I also have letters from younger people in their forties and fifties who are concerned about what access to OAS they may have when they are ready to retire. They are afraid for their retirement and they see that the government is looking to divide Canadians.
The politics of division will not work this time. People have written to me and have pointed out the economic benefit of the OAS to all of society. Seniors on OAS spend all of their money in their neighbourhoods. That is money we invested in our economy. OAS is not a burden on the economy. It is an investment in our economy.
A constituent in my riding of London—Fanshawe has called the government and its actions an abusive act on the average working person. I could not agree more.
I wish to be very clear. The money for OAS is readily available. We have the money to lift seniors out of poverty in the present and the money to address additional expenses the government will face in the future as our population continues to age.
Instead of investing in Canada, the Conservatives chose to saddle the treasury and Canadians with corporation tax giveaways that will not create and have not created a single new job.
Seniors represent one of the fastest growing populations in Canada today. The number of seniors in Canada is projected to increase from about 4.2 million to 9.8 million from 2005 to 2036. With so many more people retiring in the years to come, we need to have the social safety net in place now to avoid dramatic increases in the rate of poverty in the future.
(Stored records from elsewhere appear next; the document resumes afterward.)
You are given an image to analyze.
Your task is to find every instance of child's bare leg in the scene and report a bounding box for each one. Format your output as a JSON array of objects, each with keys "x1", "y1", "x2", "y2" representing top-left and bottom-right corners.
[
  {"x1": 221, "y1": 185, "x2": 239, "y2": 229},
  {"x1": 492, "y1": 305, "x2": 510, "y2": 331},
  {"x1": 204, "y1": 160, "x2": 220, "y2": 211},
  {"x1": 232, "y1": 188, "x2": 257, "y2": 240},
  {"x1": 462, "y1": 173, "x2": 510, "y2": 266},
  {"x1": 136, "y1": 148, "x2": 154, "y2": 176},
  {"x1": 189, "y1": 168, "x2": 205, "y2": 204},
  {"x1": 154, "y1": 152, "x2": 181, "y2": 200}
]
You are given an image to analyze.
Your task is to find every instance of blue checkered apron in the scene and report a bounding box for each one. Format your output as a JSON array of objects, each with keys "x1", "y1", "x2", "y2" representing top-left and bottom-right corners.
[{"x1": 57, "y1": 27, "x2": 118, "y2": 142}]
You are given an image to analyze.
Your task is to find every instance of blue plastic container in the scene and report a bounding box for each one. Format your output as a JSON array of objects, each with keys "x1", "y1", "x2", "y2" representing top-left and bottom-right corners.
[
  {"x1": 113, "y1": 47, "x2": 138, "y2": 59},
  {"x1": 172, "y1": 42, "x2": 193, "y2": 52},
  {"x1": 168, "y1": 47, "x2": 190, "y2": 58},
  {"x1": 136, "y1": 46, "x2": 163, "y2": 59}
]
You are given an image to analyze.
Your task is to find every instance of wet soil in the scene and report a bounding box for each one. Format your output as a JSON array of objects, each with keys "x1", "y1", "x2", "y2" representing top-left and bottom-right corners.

The current government is clearly making the wrong decisions regarding how to care for the increased number of seniors in 2036 and its plan falls far short of what we really need.
We need investment in home care and in pharmacare, increased access to resources, appropriate and affordable housing and investment in geriatric studies. Investment in our communities and in our families are essential.
Our actions now will have an impact on how we treat our seniors in the future. If we fail to invest and make plans for and aging population, it is our own retirement that will be in jeopardy. Future seniors will not have the choice to age in their homes and will not have access to the care that they need. The concerns for the future are very real.
Today, only 38.5% of Canadian workers have workplace pensions and nearly one-third have no retirement savings at all. More than 3.5 million Canadians are not saving enough in RRSPs for what used to be called their “golden years” and 75% of workers are not even participating in a registered pension plan.
Clearly, the notion that retirement savings can adequately account for retirement through purchases of RRSPs does not work and urgent government action is needed.
It should further be noted that private retirement savings are concentrated in a small percentage of families. According to Statistics Canada, 25% of families hold 84% of these assets, while three out of ten families have no private pensions at all.
In total, more than a quarter of million seniors live below the poverty line and, since the mid-1990s, incomes of seniors have reached a ceiling. Now there is a significant gap. Seniors' incomes have increased by about $4,100 while other Canadian households' incomes increased by $9,000. The situation is even more pronounced among seniors living alone.
Seniors have worked hard all their lives, have played by the rules and now they simply want access to the programs and services that their hard-earned tax dollars helped to build. They saved that money, made that money available and now they demand that it be made available to them in their time of need.